1/19/2017

1930s Regal-made Slingerland MayBell Parlor Guitar





Among old-time players, these old Regal-made MayBells keep getting more and more popular. I suppose it has to do with the warmer, sweeter sound of the transverse ladder bracing on them compared to "regular" ladder bracing and the fact that they're relatively plentiful in the market. The unintended Maybell Carter tie-in on the headstock might help, too!

I've worked on a lot of Regals of this same general make and this one is a little more gussied-up with a fancy decal on the lower bout and binding on the back and top, but the body is the usual spruce-over-birch deal and the neck is poplar with a stained-maple fretboard -- standard-issue. It's like a non-sunburst, slightly-less-fancy version of the #7 model of the time. It has a woody, open sound and, after work, plays great with 1/16" DGBE and 3/32" EA action, at the 12th fret, strung with 50w-11 strings.

I did this one up for a customer and it needed a new bridge, fret level/dress, side dots, a new saddle, and a good setup. Some other work had been done in the past and the neck angle was ok, so I left all that alone.


The only cracks on the guitar are on the back and a longish hairline in the fretboard (which tend to dry out like mad).


The bone nut is a wide 1 7/8" and appears to be old, if not original. The tuners, interestingly, are the same type used on Gibson/Kalamazoo products from the same time. I'm used to seeing the simple "flat plate" types on these.


The brass frets still have decent height after the fret level/dress job.

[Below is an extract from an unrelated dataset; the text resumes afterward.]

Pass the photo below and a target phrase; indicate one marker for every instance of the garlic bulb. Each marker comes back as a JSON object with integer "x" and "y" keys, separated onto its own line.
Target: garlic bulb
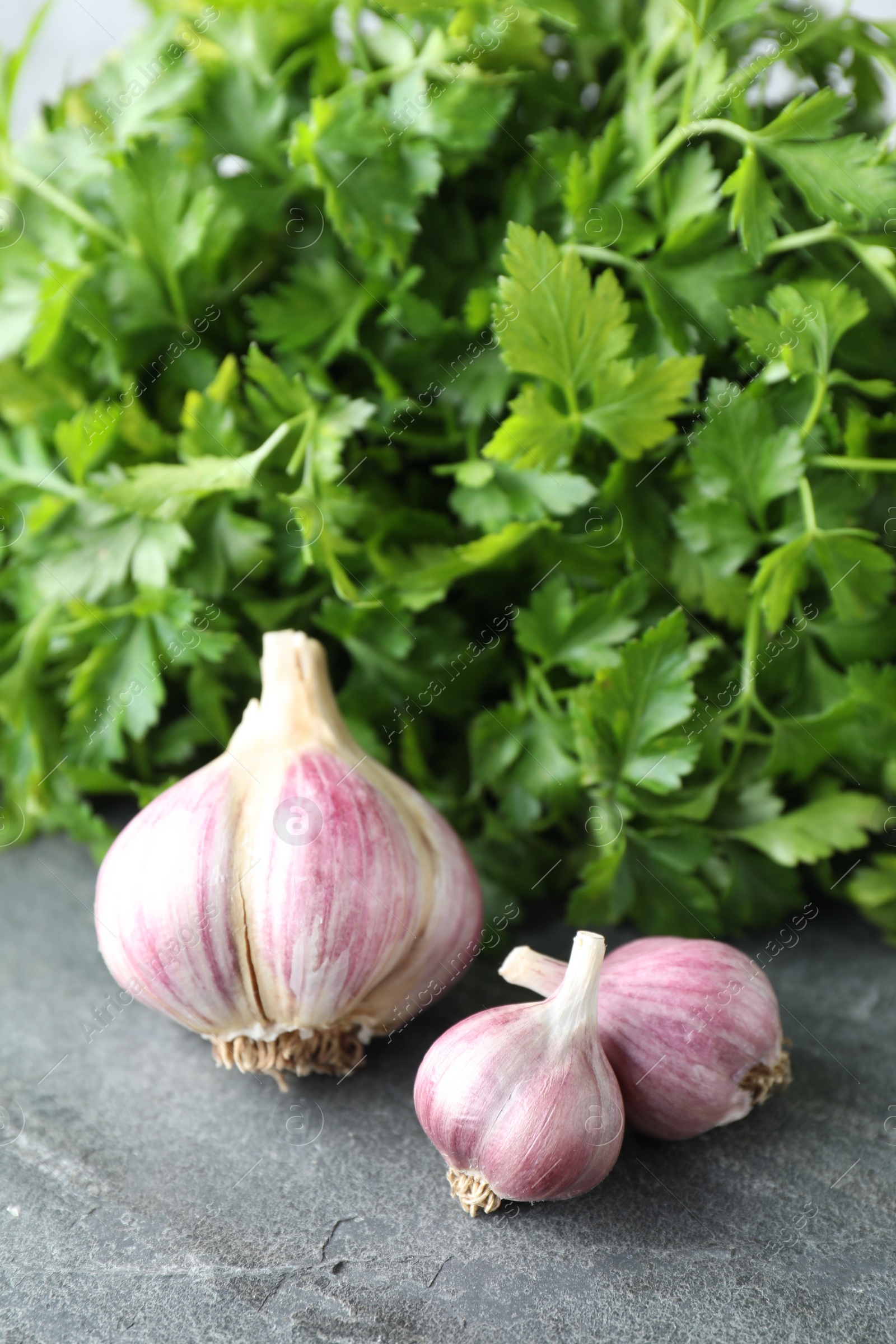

I added side dots per the customer's request.


The instrument has a short, 24" scale length -- which is within 1/8" of what Harmony and Kay were also mostly using for their "standard sized" guitars -- with 13" lower bouts like this one.



The new bridge is a black-stained rosewood one with a Kay/Stromberg-Voisinet-style pointed "belly." It looks authentic enough for the period but has a drop-in, compensated saddle slot and a bit more grab on the guitar's top for increased stability.


The decal is clean, isn't it?



The back and sides (birch) are stained black, as well as the neck.



There was a somewhat-lame black plastic strap button on here which I replaced with this older-looking, Gibson-style button.